Marion County admits property assessment errors


The Marion County Assessor admits to making mistakes. He said his office assessed hundreds, and possibly thousands, of Indianapolis homes an average of 20 percent higher than they should be.

Assessments determine property tax rates. The higher your assessment, the more you pay.

"We know there's a problem and we're working toward fixing it," said Assessor Joe O'Connor.

O'Connor said the issue came to light in the Irvington area where 221 parcels were incorrectly assessed.

Jim Warrenburg's assessment, for instance, jumped a whopping 42 percent.

His neighbor Suzanne Frederickson almost felt guilty as her assessment "only" jumped 20 percent.

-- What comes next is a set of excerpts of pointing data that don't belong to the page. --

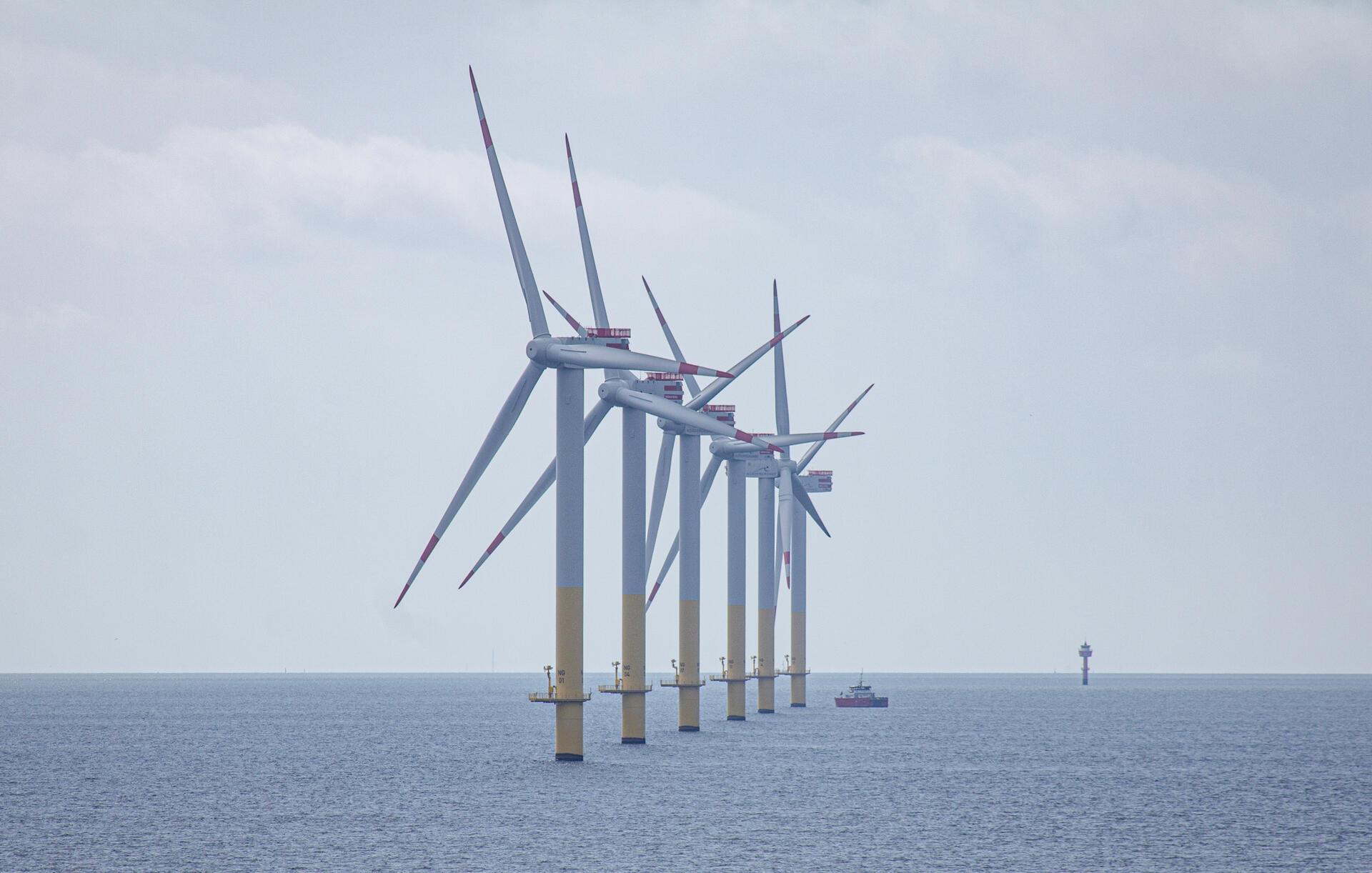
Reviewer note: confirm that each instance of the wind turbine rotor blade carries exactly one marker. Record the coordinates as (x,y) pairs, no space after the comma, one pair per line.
(537,321)
(671,341)
(705,482)
(795,439)
(808,504)
(593,420)
(494,438)
(660,479)
(587,256)
(777,569)
(810,454)
(720,384)
(604,357)
(780,378)
(689,418)
(733,447)
(577,326)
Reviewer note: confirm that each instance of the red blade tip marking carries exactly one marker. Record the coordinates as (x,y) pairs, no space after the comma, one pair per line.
(429,549)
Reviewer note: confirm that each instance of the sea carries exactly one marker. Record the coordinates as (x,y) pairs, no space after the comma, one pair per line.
(456,772)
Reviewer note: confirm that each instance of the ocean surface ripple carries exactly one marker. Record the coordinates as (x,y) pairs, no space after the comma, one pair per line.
(335,772)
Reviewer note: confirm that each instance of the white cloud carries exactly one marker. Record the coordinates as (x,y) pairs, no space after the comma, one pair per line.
(1038,199)
(206,189)
(47,319)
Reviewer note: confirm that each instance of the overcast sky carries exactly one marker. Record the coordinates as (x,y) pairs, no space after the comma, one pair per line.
(1108,265)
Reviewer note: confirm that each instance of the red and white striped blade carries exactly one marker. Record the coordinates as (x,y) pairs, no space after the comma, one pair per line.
(589,424)
(671,339)
(810,454)
(689,418)
(587,256)
(537,321)
(795,439)
(494,438)
(756,354)
(602,357)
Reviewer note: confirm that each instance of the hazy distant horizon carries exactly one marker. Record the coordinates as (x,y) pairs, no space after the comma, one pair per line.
(1106,265)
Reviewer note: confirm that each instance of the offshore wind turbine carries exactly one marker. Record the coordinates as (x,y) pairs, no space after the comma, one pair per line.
(699,415)
(686,666)
(659,394)
(570,357)
(790,522)
(744,462)
(748,463)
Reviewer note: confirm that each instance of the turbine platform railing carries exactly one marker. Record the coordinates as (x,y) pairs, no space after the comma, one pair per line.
(552,697)
(619,688)
(725,677)
(678,681)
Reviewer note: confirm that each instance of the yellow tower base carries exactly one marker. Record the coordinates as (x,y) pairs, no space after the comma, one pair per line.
(687,681)
(735,673)
(633,728)
(567,692)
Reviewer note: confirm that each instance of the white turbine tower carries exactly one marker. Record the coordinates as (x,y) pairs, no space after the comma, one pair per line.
(570,357)
(659,394)
(744,462)
(790,524)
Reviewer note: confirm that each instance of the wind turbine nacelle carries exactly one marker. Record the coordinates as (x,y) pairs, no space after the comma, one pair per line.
(610,338)
(545,349)
(723,412)
(762,466)
(818,481)
(667,386)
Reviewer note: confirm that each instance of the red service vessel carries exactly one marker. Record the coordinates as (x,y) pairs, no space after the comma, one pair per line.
(860,697)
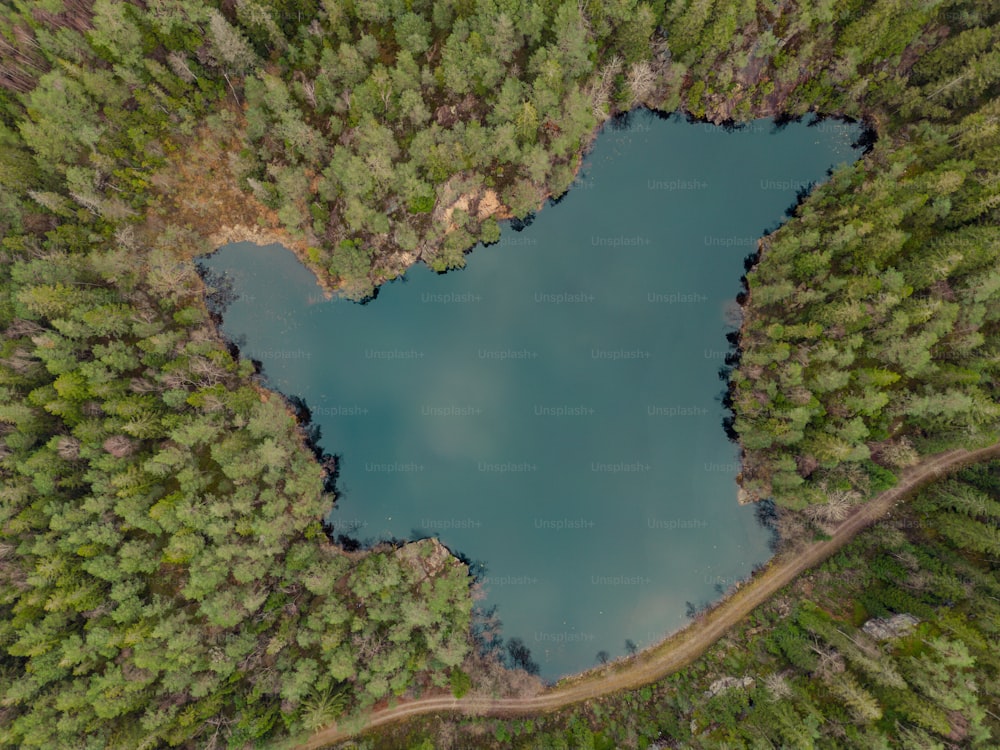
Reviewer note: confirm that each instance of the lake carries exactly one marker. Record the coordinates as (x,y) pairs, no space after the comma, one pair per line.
(554,410)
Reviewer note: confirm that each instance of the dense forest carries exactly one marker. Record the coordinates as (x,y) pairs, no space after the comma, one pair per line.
(890,644)
(165,578)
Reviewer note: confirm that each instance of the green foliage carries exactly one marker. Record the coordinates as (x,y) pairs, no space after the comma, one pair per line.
(818,679)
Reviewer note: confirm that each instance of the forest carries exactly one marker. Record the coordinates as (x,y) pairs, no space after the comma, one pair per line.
(890,644)
(165,577)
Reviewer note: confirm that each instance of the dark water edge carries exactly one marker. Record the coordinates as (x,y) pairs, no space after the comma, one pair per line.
(351,538)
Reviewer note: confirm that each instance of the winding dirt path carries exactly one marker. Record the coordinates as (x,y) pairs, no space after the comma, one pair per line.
(683,647)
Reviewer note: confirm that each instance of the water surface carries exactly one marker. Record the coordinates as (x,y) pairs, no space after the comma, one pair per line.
(554,409)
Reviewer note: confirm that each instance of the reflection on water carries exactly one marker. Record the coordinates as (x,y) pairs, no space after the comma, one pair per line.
(554,411)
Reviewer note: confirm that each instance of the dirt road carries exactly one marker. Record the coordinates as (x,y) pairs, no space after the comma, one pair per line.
(685,646)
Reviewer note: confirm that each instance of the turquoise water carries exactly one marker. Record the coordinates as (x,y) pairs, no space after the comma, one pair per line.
(553,410)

Frederickson agreed something was terribly wrong.

"In our neighborhood, houses don't go for anything near [the new assessments]," she said. "It's way out of line for our neighborhood."

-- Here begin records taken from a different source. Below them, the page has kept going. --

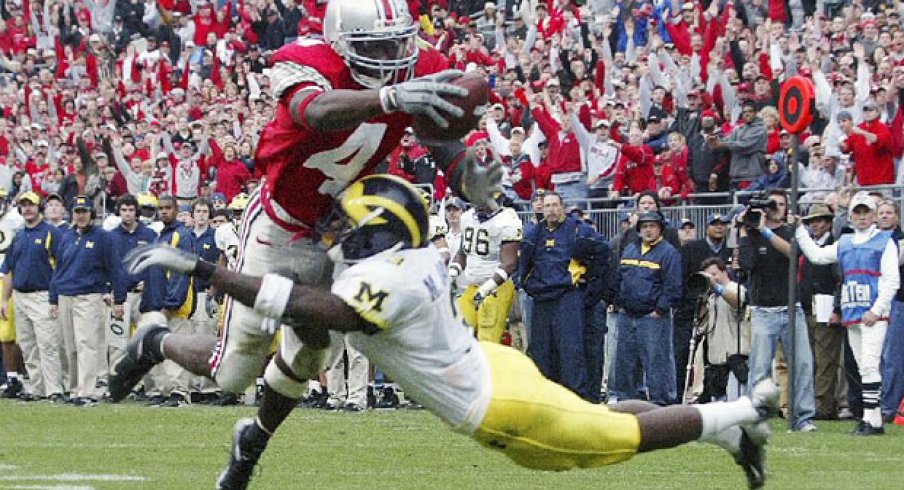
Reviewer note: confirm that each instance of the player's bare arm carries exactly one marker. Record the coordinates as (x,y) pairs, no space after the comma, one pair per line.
(317,309)
(345,109)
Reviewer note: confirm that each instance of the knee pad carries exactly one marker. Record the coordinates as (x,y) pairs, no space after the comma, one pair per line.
(282,383)
(237,371)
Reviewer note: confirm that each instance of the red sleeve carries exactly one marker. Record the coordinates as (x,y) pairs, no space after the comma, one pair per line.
(183,80)
(599,78)
(619,183)
(163,77)
(215,73)
(91,68)
(897,133)
(547,124)
(681,37)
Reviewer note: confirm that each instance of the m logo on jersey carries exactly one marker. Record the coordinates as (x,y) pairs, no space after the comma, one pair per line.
(366,296)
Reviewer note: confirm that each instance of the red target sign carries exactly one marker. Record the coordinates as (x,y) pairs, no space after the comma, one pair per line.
(797,104)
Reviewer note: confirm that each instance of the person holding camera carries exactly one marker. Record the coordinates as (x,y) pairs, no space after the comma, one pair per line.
(869,266)
(747,145)
(727,334)
(650,286)
(818,284)
(764,251)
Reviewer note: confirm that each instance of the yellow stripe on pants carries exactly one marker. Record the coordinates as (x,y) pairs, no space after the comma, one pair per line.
(542,425)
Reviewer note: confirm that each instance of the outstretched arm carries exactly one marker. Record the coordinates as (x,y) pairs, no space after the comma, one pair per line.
(309,310)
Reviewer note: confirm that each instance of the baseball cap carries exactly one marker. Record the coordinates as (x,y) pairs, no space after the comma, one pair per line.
(82,202)
(713,217)
(31,197)
(862,198)
(455,202)
(819,210)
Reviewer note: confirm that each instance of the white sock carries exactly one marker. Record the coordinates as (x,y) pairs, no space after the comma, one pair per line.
(873,416)
(719,416)
(729,439)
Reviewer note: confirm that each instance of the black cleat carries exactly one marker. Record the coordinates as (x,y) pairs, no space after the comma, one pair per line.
(225,400)
(752,456)
(243,455)
(13,388)
(140,356)
(864,428)
(176,400)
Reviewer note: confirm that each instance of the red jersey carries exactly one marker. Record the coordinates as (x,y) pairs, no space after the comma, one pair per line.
(306,168)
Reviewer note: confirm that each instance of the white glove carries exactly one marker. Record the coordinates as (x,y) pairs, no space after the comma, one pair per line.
(479,183)
(212,306)
(485,289)
(270,325)
(425,96)
(165,256)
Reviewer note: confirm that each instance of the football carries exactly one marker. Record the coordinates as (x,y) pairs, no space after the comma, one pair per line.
(474,104)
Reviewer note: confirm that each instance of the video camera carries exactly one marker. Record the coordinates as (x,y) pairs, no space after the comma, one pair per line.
(698,286)
(755,208)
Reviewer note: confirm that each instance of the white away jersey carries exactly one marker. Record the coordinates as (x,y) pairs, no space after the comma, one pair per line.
(422,343)
(437,227)
(482,242)
(227,242)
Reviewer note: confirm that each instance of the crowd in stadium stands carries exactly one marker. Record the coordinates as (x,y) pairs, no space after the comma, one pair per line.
(155,107)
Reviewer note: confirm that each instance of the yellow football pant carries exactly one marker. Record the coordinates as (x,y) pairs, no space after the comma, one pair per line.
(7,327)
(488,320)
(542,425)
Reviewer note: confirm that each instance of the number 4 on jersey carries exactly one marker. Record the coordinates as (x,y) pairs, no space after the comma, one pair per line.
(343,164)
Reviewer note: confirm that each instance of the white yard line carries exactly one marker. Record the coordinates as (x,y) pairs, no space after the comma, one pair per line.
(73,477)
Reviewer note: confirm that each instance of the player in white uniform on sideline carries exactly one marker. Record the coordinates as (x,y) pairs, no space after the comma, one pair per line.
(394,301)
(487,257)
(10,224)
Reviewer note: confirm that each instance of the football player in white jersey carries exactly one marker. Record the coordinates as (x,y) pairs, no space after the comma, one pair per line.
(394,302)
(10,223)
(487,257)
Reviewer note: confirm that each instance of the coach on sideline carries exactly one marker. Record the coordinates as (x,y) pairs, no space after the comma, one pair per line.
(88,262)
(33,253)
(555,256)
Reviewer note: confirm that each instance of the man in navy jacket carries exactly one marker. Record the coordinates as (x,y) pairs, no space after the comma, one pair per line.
(30,260)
(650,286)
(88,267)
(563,266)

O'Connor said they're reviewing other areas as well, including parts of Meridian-Kessler.

"At this point, the problem is in the hundreds of parcels and we anticipate it growing to the thousands," he said.

O'Connor said when doing the general reassessment as required by state law, they factored in home improvements, updated land values and replacement costs but in the affected areas, they failed to factor in sales data which work to "equalize" assessments.

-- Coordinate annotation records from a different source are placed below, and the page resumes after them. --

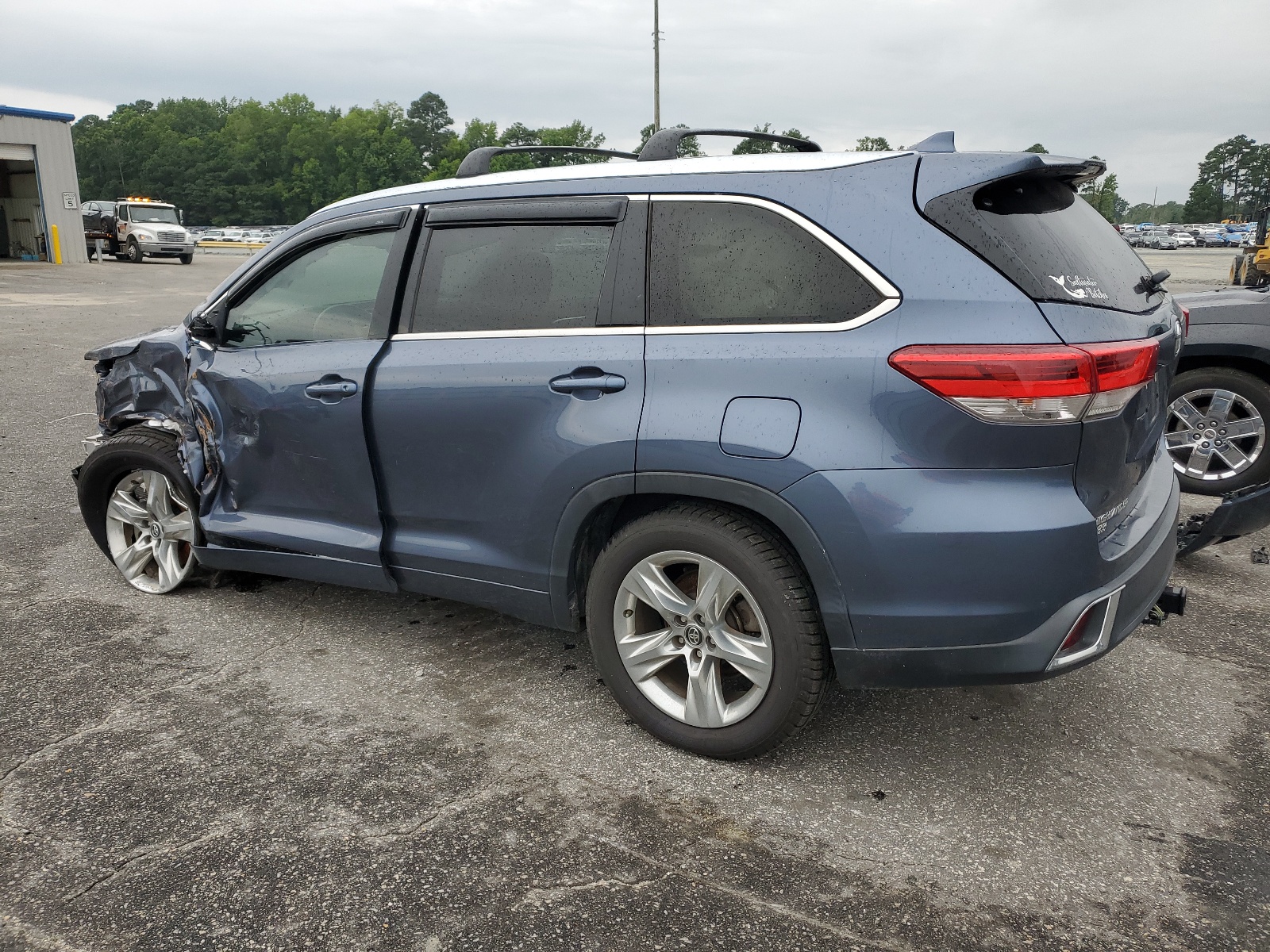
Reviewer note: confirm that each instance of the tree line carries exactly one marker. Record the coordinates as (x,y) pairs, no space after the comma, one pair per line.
(249,163)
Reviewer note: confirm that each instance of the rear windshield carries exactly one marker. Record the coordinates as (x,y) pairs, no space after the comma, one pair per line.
(1048,240)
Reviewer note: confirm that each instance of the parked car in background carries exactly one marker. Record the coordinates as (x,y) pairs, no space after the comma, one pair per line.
(1219,401)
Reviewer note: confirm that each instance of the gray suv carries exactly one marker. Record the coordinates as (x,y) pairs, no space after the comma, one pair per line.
(752,422)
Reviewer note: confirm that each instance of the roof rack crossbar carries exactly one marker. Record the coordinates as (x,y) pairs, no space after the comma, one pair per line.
(476,163)
(664,144)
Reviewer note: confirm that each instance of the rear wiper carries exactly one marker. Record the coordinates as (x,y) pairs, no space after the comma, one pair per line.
(1151,285)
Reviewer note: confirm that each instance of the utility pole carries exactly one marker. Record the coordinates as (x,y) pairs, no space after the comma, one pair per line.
(657,69)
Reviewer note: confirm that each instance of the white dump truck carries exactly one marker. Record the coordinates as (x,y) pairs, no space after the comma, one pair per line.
(133,228)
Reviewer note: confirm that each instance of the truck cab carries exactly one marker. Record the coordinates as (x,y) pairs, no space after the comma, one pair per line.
(133,228)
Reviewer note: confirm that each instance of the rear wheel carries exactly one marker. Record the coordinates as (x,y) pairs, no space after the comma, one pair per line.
(139,505)
(706,631)
(1217,429)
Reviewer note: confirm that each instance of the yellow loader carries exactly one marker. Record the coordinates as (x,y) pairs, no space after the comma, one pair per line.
(1251,267)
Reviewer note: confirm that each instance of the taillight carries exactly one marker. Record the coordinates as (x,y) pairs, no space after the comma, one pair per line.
(1032,382)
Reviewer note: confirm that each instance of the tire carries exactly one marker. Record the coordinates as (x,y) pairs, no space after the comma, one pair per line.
(1202,465)
(139,505)
(770,626)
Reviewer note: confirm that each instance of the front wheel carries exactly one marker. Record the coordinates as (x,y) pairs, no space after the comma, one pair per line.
(1217,429)
(706,631)
(137,503)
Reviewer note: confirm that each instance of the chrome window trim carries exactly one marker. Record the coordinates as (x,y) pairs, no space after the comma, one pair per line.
(533,333)
(889,292)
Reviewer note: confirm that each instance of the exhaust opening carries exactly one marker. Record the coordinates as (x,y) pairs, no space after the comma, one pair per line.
(1090,635)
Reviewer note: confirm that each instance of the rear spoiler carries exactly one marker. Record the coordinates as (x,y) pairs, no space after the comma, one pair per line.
(941,173)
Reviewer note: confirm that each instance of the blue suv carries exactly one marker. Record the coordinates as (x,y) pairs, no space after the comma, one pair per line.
(747,420)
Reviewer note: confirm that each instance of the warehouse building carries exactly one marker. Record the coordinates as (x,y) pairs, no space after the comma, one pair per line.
(38,188)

O'Connor said he takes full responsibility for the errors, which his office is now working to correct.

"I'm not going to say if your assessment went up it's wrong. These are neighborhood-level fixes," he said. "So as we identify neighborhoods and fix the problem, the entire neighborhood will come down an equal amount or go up."

But he noted the vast majority of properties were over-valued, including Larry Storm's.

Storm was shocked to see the assessment of his Irvington-area home jump 48 percent.

"The values ain't gone up that much, income ain't gone up that much," he said, adding he certainly couldn't afford the higher taxes the new assessment would bring.

"No, not being retired and on social security," he said. "At least they found it. They know they made a mistake and I just hope they get it fixed."

O'Connor predicted it would be about a week before he knew the full extent of the problem.

While the new assessments notices were to go out in early November, he said they will likely be delayed a couple weeks to a month.

He said property owners will still have the full 45 days to appeal.